In Japan häuften sich weitere Fehltritte. Hamilton geriet mit Mark Webber und Michael Schumacher im Qualifying aneinander und legte sich im Rennen erneut mit Massa an. Die Rennkommissare untersuchten den Fall, sprachen aber keine Strafe aus.

Heftig diskutiert wurde auch über den Fall Sebastian Vettel gegen Jenson Button am Start. Der zweimalige Weltmeister drängte den McLaren-Pilot weit an den Außenrand der Strecke. Button forderte daraufhin im Eifer des Gefechts eine Strafe für Vettel, die Rennkommissare entschieden sich jedoch dagegen.

"Er hat gesagt, dass er mich nicht gesehen hat. Ich denke nicht, dass er ein Lügner ist", erklärte Button zunächst. Nach einem Blick auf die Fernsehbilder, auf denen klar zu erkennen ist, dass Vettel die ganze Zeit den rechten Außenspiegel im Blick hat, grinste Button: "Der Red Bull muss schon einen ziemlich großen toten Winkel haben, um das silberne Auto nicht zu sehen." Vettel konterte: "Man kann ja auch mit zwei Rädern auf dem Gras fahren. Jenson kann ja mal bei Alonso nachfragen." Eine Anspielung auf sein spektakuläres Überholmanöver von Monza.

Schwieriger Job für die FIA-Kommissare

Egal wie die Herren von der FIA entscheiden, immer gibt es Kritik. Einer der Stewards ist immer ein ehemaliger Rennfahrer. In Singapur unterstützte Heinz-Harald Frentzen die Schiedsrichter, in Japan war es Alan Jones, der 1980 Formel 1-Weltmeister wurde. Über das ganze Jahr wechseln die Rennkommissare immer wieder. Manche machen jedoch auch mal vier oder fünf Rennen in der Saison.

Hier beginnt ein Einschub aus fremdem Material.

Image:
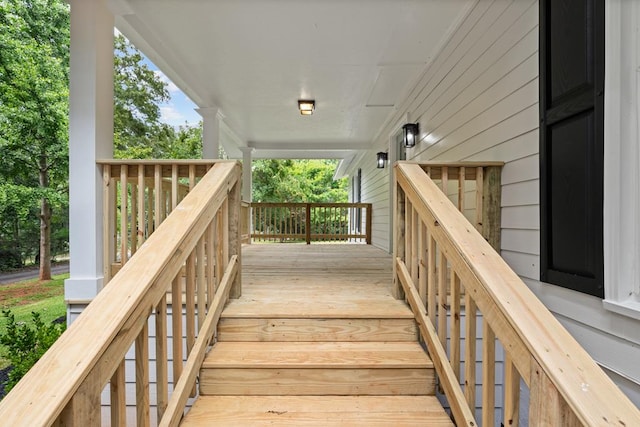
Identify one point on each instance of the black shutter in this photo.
(572, 143)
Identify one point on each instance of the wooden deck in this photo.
(316, 339)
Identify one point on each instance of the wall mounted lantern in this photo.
(306, 106)
(410, 133)
(382, 159)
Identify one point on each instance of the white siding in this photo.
(478, 100)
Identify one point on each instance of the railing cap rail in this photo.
(47, 388)
(591, 394)
(456, 164)
(186, 162)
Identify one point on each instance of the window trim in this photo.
(622, 159)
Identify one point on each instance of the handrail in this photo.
(65, 386)
(311, 222)
(566, 385)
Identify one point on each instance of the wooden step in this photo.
(317, 368)
(317, 411)
(291, 329)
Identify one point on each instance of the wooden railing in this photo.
(197, 247)
(137, 196)
(245, 222)
(307, 222)
(439, 257)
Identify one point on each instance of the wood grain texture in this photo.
(317, 410)
(528, 331)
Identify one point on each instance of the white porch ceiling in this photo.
(253, 59)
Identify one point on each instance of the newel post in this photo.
(235, 235)
(491, 206)
(398, 234)
(547, 407)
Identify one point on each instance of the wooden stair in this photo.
(318, 353)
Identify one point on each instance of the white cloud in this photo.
(171, 115)
(171, 87)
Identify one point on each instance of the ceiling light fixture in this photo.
(306, 106)
(410, 133)
(382, 159)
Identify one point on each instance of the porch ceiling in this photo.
(253, 59)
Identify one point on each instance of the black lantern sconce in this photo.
(410, 133)
(382, 159)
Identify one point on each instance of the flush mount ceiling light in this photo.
(306, 106)
(382, 159)
(410, 133)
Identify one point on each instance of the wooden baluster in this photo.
(176, 330)
(141, 209)
(408, 238)
(511, 393)
(190, 301)
(432, 281)
(157, 203)
(124, 198)
(192, 177)
(117, 391)
(201, 284)
(422, 262)
(369, 223)
(461, 185)
(308, 223)
(488, 374)
(150, 207)
(233, 235)
(479, 198)
(224, 217)
(175, 190)
(219, 246)
(454, 354)
(399, 236)
(142, 376)
(108, 196)
(442, 300)
(415, 250)
(162, 376)
(445, 180)
(470, 351)
(211, 265)
(134, 217)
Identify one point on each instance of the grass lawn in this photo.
(22, 298)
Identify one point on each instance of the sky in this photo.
(179, 109)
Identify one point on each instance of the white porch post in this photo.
(210, 132)
(90, 138)
(246, 173)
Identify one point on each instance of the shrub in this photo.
(25, 344)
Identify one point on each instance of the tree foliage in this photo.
(34, 82)
(297, 181)
(34, 69)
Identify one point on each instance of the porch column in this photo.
(210, 132)
(246, 173)
(90, 138)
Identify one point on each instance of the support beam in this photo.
(247, 153)
(210, 132)
(90, 138)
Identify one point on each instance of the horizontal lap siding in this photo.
(478, 100)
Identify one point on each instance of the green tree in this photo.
(34, 67)
(297, 181)
(137, 93)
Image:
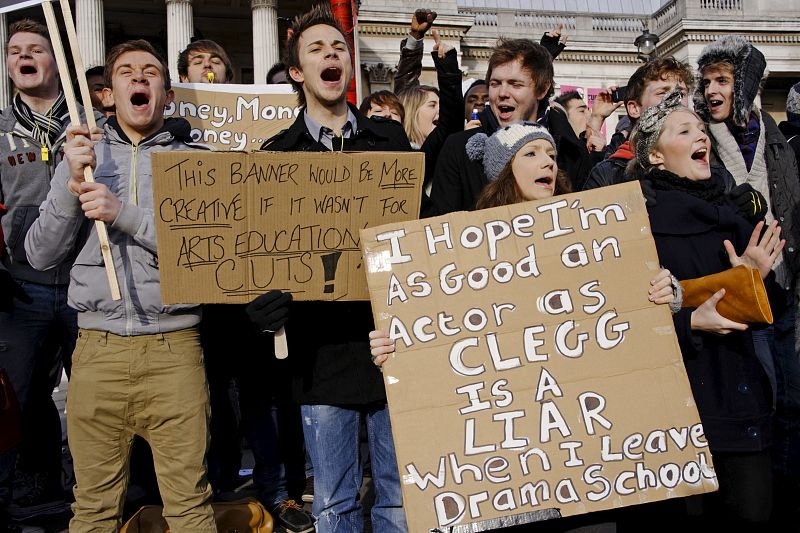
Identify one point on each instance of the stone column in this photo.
(380, 76)
(180, 29)
(90, 27)
(5, 83)
(265, 38)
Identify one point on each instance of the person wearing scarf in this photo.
(698, 231)
(32, 131)
(746, 140)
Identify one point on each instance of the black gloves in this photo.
(270, 311)
(9, 290)
(749, 203)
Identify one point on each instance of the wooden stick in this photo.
(75, 118)
(80, 70)
(281, 348)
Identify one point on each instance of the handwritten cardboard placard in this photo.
(232, 225)
(532, 377)
(234, 117)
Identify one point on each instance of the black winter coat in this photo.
(329, 341)
(451, 103)
(612, 172)
(791, 131)
(573, 156)
(784, 188)
(730, 385)
(458, 182)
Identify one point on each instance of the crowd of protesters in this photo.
(161, 396)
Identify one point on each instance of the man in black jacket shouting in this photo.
(520, 78)
(333, 378)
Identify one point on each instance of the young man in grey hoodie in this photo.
(137, 367)
(37, 327)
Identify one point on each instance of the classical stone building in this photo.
(600, 50)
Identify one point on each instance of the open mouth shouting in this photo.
(545, 182)
(140, 100)
(505, 112)
(331, 75)
(715, 104)
(701, 155)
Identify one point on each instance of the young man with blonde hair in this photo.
(138, 366)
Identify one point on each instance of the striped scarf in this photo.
(49, 124)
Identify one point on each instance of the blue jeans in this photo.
(33, 339)
(331, 435)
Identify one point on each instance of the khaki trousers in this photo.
(148, 385)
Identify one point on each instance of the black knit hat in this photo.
(749, 66)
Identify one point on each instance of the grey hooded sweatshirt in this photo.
(126, 169)
(24, 183)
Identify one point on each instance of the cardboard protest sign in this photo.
(532, 377)
(234, 117)
(233, 225)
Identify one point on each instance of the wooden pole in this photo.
(80, 70)
(281, 349)
(75, 118)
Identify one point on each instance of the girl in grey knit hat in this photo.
(520, 163)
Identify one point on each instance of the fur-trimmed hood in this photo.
(749, 68)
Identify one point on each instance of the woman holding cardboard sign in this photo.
(520, 163)
(698, 232)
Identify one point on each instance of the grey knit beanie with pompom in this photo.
(499, 149)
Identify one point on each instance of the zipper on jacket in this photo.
(135, 191)
(134, 197)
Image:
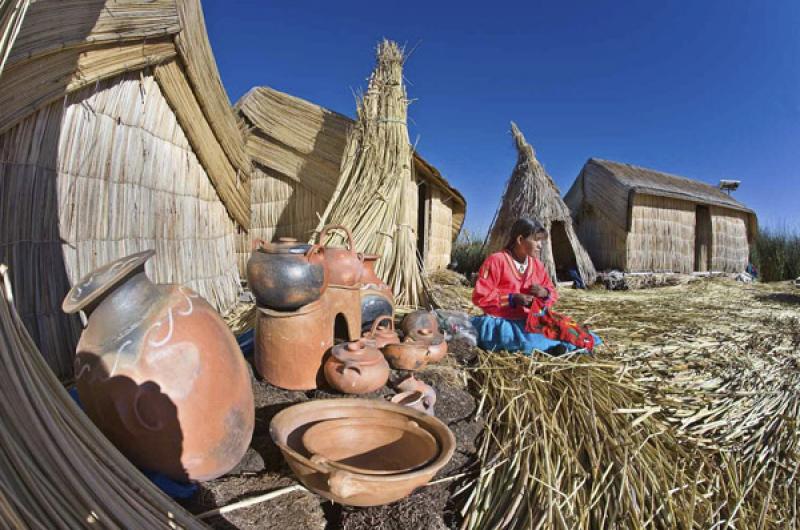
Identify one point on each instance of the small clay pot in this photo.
(437, 346)
(373, 446)
(356, 368)
(382, 335)
(416, 400)
(419, 320)
(344, 265)
(407, 355)
(286, 275)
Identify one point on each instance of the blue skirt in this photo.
(496, 333)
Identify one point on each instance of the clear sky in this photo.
(703, 89)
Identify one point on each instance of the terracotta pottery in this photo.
(417, 320)
(290, 346)
(159, 372)
(344, 310)
(407, 355)
(416, 400)
(286, 275)
(373, 446)
(437, 346)
(356, 368)
(382, 332)
(373, 305)
(344, 265)
(352, 488)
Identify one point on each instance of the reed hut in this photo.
(636, 219)
(116, 135)
(297, 149)
(531, 192)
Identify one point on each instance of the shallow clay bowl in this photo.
(375, 446)
(351, 488)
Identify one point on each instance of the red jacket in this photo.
(498, 277)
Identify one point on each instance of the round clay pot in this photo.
(160, 374)
(418, 320)
(344, 265)
(286, 275)
(381, 334)
(356, 368)
(352, 488)
(416, 400)
(373, 446)
(407, 355)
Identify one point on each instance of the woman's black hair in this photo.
(524, 227)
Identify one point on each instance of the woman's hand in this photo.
(539, 292)
(521, 299)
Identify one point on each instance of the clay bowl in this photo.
(355, 489)
(374, 446)
(407, 355)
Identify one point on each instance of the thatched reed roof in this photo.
(651, 182)
(304, 142)
(66, 45)
(531, 192)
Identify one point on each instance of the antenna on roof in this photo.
(729, 185)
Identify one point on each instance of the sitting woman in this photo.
(516, 294)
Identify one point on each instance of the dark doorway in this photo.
(702, 239)
(563, 255)
(422, 217)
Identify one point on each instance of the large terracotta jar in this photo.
(159, 372)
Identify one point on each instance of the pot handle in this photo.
(350, 244)
(258, 244)
(344, 484)
(378, 321)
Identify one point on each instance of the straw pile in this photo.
(11, 14)
(531, 192)
(56, 469)
(371, 194)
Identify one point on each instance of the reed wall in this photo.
(730, 246)
(107, 172)
(661, 237)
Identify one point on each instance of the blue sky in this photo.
(703, 89)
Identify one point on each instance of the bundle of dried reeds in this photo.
(371, 195)
(56, 469)
(11, 14)
(531, 192)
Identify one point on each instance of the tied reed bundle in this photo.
(56, 469)
(375, 177)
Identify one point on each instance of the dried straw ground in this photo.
(687, 418)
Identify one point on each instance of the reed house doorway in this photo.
(702, 239)
(563, 254)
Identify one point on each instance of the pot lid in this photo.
(96, 283)
(285, 245)
(360, 351)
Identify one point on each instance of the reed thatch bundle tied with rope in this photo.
(531, 192)
(376, 174)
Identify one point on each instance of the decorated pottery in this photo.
(356, 367)
(344, 265)
(286, 275)
(160, 374)
(373, 446)
(382, 332)
(407, 355)
(352, 487)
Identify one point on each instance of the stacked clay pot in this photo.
(160, 374)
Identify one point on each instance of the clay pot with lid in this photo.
(286, 275)
(344, 265)
(160, 374)
(419, 320)
(356, 368)
(382, 333)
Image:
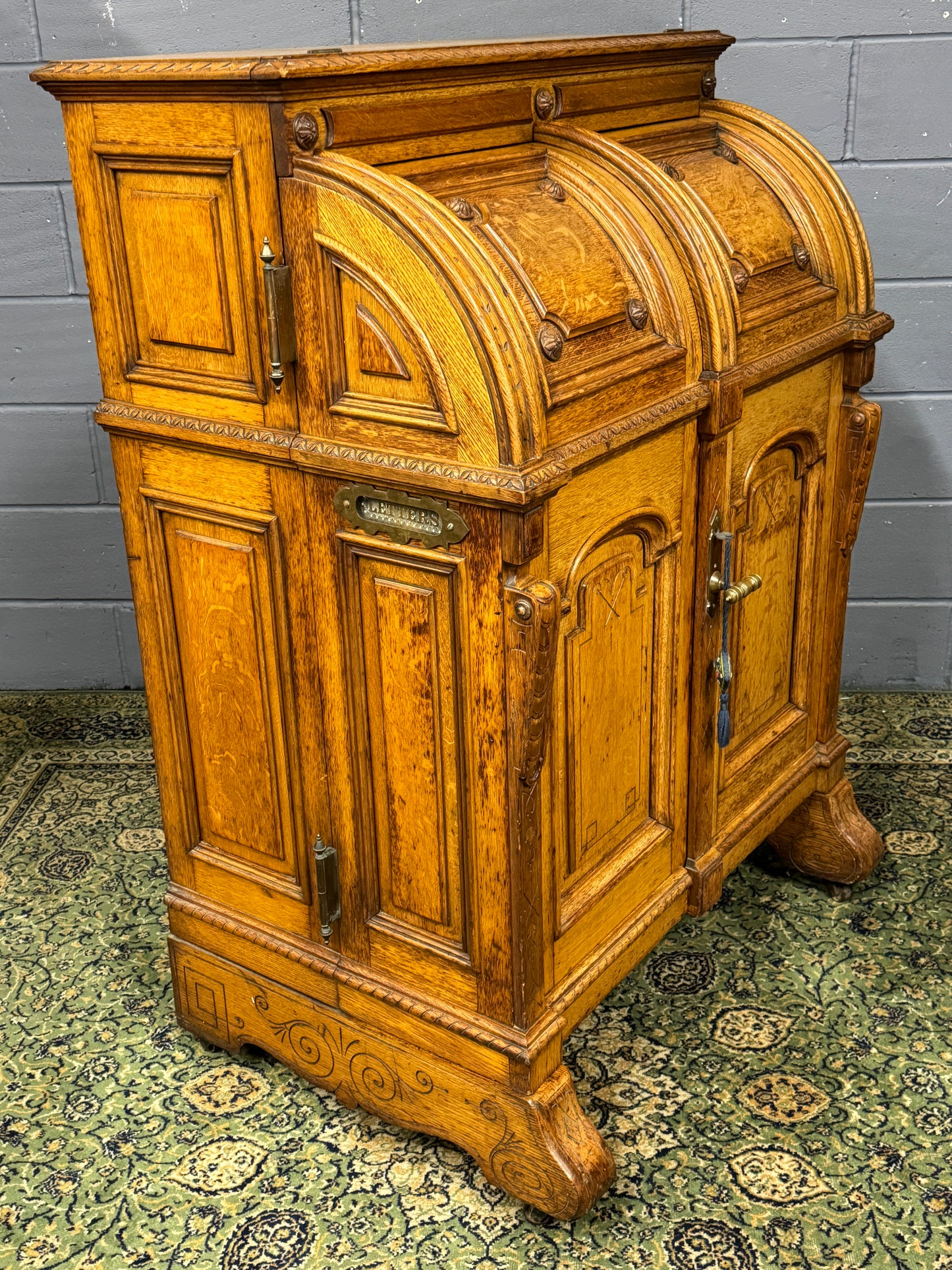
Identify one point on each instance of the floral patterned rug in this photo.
(775, 1080)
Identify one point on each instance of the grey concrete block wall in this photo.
(867, 83)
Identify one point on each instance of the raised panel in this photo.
(219, 582)
(413, 697)
(383, 366)
(181, 276)
(764, 624)
(608, 689)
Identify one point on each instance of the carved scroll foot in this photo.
(706, 882)
(540, 1146)
(828, 837)
(559, 1164)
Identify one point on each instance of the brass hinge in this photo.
(282, 338)
(328, 884)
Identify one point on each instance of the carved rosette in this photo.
(553, 188)
(545, 102)
(532, 639)
(306, 131)
(550, 341)
(638, 314)
(801, 257)
(461, 208)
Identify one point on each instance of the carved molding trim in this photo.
(557, 463)
(532, 616)
(858, 450)
(576, 987)
(338, 968)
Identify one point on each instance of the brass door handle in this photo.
(742, 590)
(282, 339)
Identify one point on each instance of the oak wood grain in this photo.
(584, 309)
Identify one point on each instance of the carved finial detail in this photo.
(545, 103)
(669, 169)
(550, 341)
(724, 152)
(801, 257)
(553, 188)
(638, 314)
(461, 208)
(305, 130)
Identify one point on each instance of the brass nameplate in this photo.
(400, 516)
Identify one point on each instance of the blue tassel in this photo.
(724, 722)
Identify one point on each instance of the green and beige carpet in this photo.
(775, 1080)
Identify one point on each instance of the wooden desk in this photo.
(446, 511)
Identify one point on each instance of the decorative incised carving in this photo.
(461, 208)
(553, 188)
(741, 277)
(858, 450)
(305, 130)
(724, 152)
(400, 516)
(550, 341)
(545, 103)
(638, 314)
(801, 257)
(532, 641)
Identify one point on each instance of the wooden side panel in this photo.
(174, 201)
(764, 625)
(213, 544)
(405, 676)
(608, 689)
(409, 662)
(221, 582)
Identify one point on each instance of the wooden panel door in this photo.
(405, 612)
(213, 544)
(775, 508)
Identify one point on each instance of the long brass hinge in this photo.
(282, 337)
(328, 884)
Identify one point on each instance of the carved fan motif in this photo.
(376, 352)
(385, 364)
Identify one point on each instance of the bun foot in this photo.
(828, 837)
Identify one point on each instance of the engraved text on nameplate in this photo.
(401, 516)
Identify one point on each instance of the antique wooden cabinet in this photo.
(475, 411)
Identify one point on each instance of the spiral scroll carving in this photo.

Gemeinsam mit FIA-Rennleiter Charlie Whiting untersuchen sie knifflige Fälle. Die Entscheidung treffen am Ende aber allein die Rennkommissare. Sie müssen nicht immer eine Strafe aussprechen, sondern können wie im Fall Schumacher auch eine Verwarnung herausgeben. Hat ein Pilot drei Verwarnungen in einer Saison bekommen muss er in der Startaufstellung zehn Plätze weiter hinten starten.

So mancher spricht sich für einen permanenten Rennkommissar aus, der das ganze Jahr über die Formel 1-Piloten wacht. Force India-Teamchef Otmar Szafnauer hält einen Rennkommissar für alle Rennen für keine schlechte Idee. "Das gibt Kontinuität", meint er. "Wenn drei Mal etwas passiert ist, weiß er genau, das jetzt das und das passieren muss. Wir hatten das vor zwei Jahren schon einmal. Wichtig ist, dass er neutral und nicht befangen ist."